According to a new report from the Centers for Disease Control and Prevention, U.S. life expectancy has fallen by 1.5 years, from 78.8 years in 2019 to 77.3 years in 2020. The drop, which is the biggest single-year decline the U.S. has seen since World War II, was even more significant among communities of color. Black Americans’ life expectancy fell 2.9 years, and Latinx Americans’ dropped by three years, each more than double the decrease among white Americans.

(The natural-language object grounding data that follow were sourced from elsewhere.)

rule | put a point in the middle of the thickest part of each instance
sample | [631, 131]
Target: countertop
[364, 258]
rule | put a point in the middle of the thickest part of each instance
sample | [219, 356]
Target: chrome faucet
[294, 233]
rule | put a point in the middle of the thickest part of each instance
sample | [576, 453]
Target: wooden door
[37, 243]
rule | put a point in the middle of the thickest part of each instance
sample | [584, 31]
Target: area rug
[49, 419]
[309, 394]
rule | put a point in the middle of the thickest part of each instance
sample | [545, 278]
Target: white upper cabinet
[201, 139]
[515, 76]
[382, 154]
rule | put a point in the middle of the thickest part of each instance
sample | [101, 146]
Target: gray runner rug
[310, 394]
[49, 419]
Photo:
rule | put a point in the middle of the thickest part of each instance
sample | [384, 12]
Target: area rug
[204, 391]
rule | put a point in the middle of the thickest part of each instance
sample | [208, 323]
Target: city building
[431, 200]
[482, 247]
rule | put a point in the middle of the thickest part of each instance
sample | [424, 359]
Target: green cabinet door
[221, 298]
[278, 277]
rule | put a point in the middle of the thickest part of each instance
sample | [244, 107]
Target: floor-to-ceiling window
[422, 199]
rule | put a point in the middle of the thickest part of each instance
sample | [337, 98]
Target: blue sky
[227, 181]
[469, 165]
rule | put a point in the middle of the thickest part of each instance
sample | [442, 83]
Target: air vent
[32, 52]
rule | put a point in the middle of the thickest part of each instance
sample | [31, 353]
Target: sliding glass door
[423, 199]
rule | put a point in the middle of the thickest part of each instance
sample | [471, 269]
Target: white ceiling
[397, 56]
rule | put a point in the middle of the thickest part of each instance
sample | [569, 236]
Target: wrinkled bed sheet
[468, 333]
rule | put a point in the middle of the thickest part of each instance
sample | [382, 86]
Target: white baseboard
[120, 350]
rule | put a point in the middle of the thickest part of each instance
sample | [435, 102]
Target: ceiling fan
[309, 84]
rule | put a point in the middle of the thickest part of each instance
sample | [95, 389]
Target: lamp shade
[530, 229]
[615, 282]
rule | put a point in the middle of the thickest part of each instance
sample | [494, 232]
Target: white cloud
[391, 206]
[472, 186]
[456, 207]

Experts say the pandemic is in great part responsible for the decline. “I myself had never seen a change this big except in the history books,” Elizabeth Arias, a demographer at the CDC and the lead author of the new report, told The Wall Street Journal. According to the CDC report, nearly 74 percent of last year’s overall decrease in life expectancy was because of COVID-19. It was even more devastating among Latinx Americans, contributing to 90 percent of the Hispanic community’s drop in life expectancy.
In 2020, the coronavirus was the third leading cause of death, having killed over 606,000 people in the U.S. to date, and experts are still unsure of the full toll the pandemic will have on our lives in the long term. On top of the virus itself, pandemic precautions have led to delayed or skipped medical treatments as well as increased isolation and stress. “That has led to intermediate and longer-term effects we will have to deal with for years to come,” Donald M. Lloyd-Jones, president of the American Heart Association and department of medicine chair at Northwestern University’s Feinberg School of Medicine, told the Journal.
Life expectancy in the U.S. had been on a steady rise in recent years, as the New York Times reports. Though the opioid epidemic caused a record number of deaths in 2014, that rate had started to flatten in 2018 and 2019. However, last year’s pandemic, coupled with drug-related deaths, led to the country’s biggest drop in life expectancy in nearly 80 years.
While the numbers are staggering, some experts aren’t as surprised by the recent report. Anne Case, a Princeton economist, told BuzzFeed News that the drop in life expectancy was “horrific but sadly not unexpected.” Case added, “There are reasons to hope that there will be some bounce back in life expectancy in 2021. But the extent to which that happens will depend on reaching communities that have been resistant to vaccines.”